Kainya (born 19 September 1978), known as Lord Kenya, is a former Ghanaian Hiplife artist who is currently an Evangelist. He is best known for his hits such as "Enyom No" and "Medo."

About
Lord Kenya was born to an Nzema father from Senzire and an Asante mother from Fumesua in Kumasi both in Ghana. He earned the name Lord Kenya.

Education
He began his primary education at Central International School and had his Secondary education at Anglican Senior High School, Kumasi in the Ashanti Region and Nkwatia Secondary School in the Eastern Region of Ghana. He then did his sixth form at the Mpraeso Secondary School in the Eastern Region of Ghana. At the Kumasi Anglican Senior High School, he was the 400m and 110m hurdles top athlete.

Career
Lord Kenya desired to become a professional musician began at age 17, although he was familiarized with music right after birth. His parents desire was for him to practice law but a performance at his father's birthday party made them appreciate his talent. He joined Slip Music in 1998 and released his debut album Sika Card which instantly became one of the nations hits. He has seven albums to his credit; these are: Sika Card, Sika Baa, Yeesom Sika (which topped charts in Ghana), Sika Mpo Fane Ho, Akasieni, Born Again and God Dey.

Awards
Lord Kenya was nominated as the Artist of the Year while the title track of his second album Sika Baa also nominated as Rap Music of the Year at the first Ghana Music Awards.
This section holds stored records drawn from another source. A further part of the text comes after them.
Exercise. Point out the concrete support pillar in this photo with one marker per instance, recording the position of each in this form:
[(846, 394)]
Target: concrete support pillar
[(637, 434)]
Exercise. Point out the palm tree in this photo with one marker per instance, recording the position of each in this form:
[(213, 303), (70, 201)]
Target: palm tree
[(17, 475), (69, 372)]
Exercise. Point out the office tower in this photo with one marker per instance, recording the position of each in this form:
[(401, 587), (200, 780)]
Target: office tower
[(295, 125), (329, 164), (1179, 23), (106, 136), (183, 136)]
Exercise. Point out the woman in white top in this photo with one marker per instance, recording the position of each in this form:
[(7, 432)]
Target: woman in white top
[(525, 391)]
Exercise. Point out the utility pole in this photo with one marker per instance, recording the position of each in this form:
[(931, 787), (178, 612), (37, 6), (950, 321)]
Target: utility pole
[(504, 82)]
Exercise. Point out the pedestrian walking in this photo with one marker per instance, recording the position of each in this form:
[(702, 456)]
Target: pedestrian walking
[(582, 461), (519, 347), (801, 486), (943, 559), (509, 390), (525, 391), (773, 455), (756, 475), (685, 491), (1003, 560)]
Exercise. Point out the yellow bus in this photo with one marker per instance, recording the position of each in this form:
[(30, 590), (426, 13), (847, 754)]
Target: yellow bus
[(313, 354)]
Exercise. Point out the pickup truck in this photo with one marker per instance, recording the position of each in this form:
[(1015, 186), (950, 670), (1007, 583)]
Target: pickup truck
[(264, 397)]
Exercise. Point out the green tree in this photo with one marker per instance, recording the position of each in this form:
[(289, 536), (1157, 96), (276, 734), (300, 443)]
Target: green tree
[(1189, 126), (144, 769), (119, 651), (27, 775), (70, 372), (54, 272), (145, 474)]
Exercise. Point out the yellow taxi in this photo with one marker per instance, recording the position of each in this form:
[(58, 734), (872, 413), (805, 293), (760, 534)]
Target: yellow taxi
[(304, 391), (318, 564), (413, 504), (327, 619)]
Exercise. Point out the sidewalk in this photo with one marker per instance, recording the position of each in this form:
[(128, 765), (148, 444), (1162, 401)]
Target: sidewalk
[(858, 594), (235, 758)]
Winner of the Hiplife Album of the Year at the Ghana Music Award 2001, Best Ghanaian Rap Music Award at the Anansekrom Festival in Canada 2000, as well as a string of nominations elsewhere.

Conversion and Ministry 
He had an encounter with the Holy Spirit on 28 October 2010 and has not looked back ever since. He is the leader of the Face of Grace Covenant Temple at Ahodwo in Kumasi. He launched his Gospel album 'Christlife' in 2011. He has given up the rights to his hiplife albums and has no interest in their royalties. The switch was not easy in the beginning, especially with his financial status but he was happy with his new life because it would save his soul.